Pire encore, les tensions actuelles entre Ankara et Washington font que le F110 ne sera sans doute rien de plus qu’une solution intérimaire. Sans issue diplomatique à la crise américano-turque, l’industrie turque n’aura pas d’autre choix que de développer son propre moteur militaire, sans doute l’un des objets technologiques les plus complexes à développer au monde, imposant donc la recherche d’un nouveau partenaire.
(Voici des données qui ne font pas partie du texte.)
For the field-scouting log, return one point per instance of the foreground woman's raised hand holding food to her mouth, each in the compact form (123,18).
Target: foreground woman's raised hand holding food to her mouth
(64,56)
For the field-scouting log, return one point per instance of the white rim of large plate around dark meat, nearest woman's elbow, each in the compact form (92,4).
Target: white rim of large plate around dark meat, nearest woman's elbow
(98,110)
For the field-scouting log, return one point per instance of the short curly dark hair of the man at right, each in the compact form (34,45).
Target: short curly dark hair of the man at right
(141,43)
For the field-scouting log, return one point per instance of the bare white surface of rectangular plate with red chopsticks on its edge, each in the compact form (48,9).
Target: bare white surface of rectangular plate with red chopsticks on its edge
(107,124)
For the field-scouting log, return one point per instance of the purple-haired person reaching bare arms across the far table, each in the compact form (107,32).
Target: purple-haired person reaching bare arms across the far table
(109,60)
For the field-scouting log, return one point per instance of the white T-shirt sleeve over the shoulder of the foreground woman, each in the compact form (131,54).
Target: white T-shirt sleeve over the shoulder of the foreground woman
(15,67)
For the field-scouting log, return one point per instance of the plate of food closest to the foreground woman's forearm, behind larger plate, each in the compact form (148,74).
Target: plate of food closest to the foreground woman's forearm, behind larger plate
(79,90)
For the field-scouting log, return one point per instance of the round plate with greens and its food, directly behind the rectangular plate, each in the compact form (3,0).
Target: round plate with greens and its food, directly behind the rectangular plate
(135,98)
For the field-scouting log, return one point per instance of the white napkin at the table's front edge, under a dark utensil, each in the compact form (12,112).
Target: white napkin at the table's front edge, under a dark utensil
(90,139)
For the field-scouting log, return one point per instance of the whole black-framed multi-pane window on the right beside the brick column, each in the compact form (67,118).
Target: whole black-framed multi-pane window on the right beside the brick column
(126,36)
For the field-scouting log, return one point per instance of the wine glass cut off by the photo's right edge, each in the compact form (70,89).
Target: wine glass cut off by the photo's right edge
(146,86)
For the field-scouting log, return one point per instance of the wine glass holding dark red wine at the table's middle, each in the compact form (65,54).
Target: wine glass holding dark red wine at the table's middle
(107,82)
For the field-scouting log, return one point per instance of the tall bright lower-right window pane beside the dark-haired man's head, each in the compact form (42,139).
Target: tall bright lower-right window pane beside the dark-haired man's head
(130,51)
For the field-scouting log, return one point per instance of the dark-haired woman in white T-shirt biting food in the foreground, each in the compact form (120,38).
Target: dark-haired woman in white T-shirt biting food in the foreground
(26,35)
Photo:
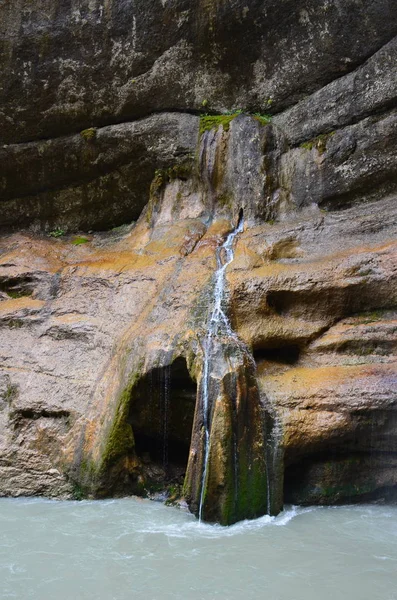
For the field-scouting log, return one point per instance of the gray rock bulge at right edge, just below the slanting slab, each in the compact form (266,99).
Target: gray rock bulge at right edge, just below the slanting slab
(353,164)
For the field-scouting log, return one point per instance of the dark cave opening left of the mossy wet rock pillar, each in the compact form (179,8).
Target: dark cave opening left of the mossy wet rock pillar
(161,416)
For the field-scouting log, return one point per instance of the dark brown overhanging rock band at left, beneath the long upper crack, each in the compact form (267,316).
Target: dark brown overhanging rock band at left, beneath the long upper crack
(98,178)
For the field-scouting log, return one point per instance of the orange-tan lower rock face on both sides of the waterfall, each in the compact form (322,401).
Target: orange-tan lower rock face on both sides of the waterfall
(318,320)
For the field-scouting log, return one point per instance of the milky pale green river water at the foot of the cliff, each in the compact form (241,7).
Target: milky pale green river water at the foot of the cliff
(141,550)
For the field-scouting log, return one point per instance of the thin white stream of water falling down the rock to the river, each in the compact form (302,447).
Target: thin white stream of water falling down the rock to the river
(217,318)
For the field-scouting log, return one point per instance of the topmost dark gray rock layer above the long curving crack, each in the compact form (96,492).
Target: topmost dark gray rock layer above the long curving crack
(67,66)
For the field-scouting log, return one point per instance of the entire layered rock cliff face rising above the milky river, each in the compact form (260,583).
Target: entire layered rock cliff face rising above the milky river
(116,194)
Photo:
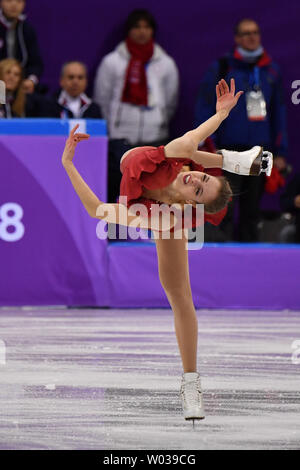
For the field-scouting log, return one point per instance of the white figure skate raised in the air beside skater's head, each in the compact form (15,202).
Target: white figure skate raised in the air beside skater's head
(251,162)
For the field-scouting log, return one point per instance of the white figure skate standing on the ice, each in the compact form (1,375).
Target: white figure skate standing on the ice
(191,396)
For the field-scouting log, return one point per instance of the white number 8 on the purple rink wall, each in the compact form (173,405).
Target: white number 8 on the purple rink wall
(10,217)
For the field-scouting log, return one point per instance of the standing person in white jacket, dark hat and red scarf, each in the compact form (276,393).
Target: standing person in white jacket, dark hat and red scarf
(136,86)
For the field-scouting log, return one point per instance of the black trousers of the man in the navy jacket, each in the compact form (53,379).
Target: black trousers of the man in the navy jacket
(249,190)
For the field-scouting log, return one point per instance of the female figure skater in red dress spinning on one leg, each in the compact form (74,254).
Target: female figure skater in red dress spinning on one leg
(156,175)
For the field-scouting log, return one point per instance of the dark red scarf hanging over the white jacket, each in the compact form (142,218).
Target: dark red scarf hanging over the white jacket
(135,87)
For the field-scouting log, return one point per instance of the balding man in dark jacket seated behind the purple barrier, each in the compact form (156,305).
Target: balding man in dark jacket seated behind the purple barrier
(71,101)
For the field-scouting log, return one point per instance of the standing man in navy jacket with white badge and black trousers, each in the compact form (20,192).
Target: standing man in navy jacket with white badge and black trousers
(259,119)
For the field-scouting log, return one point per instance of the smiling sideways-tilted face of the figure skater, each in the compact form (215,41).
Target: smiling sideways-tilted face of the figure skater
(197,187)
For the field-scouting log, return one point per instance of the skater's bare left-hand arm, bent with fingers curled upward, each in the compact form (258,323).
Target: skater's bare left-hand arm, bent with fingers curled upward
(111,213)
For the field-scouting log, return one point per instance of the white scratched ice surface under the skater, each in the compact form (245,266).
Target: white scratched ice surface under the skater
(110,379)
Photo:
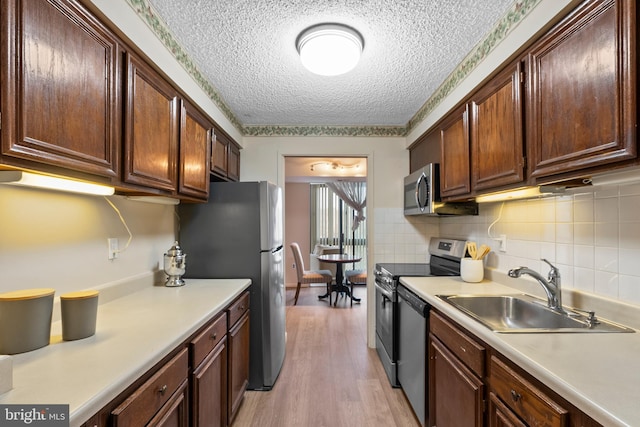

L’implication de la France étant exclue pour des raisons diplomatiques, le seul autre pays disposant des compétences nécessaires pour la conduite rapide d’un programme de propulsion nationale est donc la Russie.
D’après Shugaïev, Moscou serait non seulement prêt à collaborer au sujet des moteurs, mais pourrait aussi apporter son assistance sur la conception même de l’appareil et de son avionique, même si la Turquie dispose sur ce dernier plan d’une expertise assez solide.
Particulièrement isolé de ses alliés de l’OTAN, Ankara pourrait bien ne pas avoir d’autres choix, à moins de tenter un partenariat stratégique avec la Chine, dont les programmes de propulsion aéronautique arrivent enfin à maturité. Pour Moscou, l’une ou l’autre de ces solutions serait sans aucun doute une véritable victoire stratégique. Un rapprochement entre la Turquie et la Russie et/ou la Chine ne ferait qu’éloigner un peu plus la Turquie de l’OTAN. Depuis l’invasion de la Crimée, l’organisation du traité de l’Atlantique nord est perçu par Moscou à la fois comme une menace pour sa sécurité et comme un vestige fragilisé de la Guerre Froide. La Russie a donc tout intérêt à accentuer les deux principaux points de rupture potentielle de l’OTAN, à savoir l’inconstance de l’administration Trump d’une part, et la défiance des pays européens vis-à-vis de la Turquie d’autre part.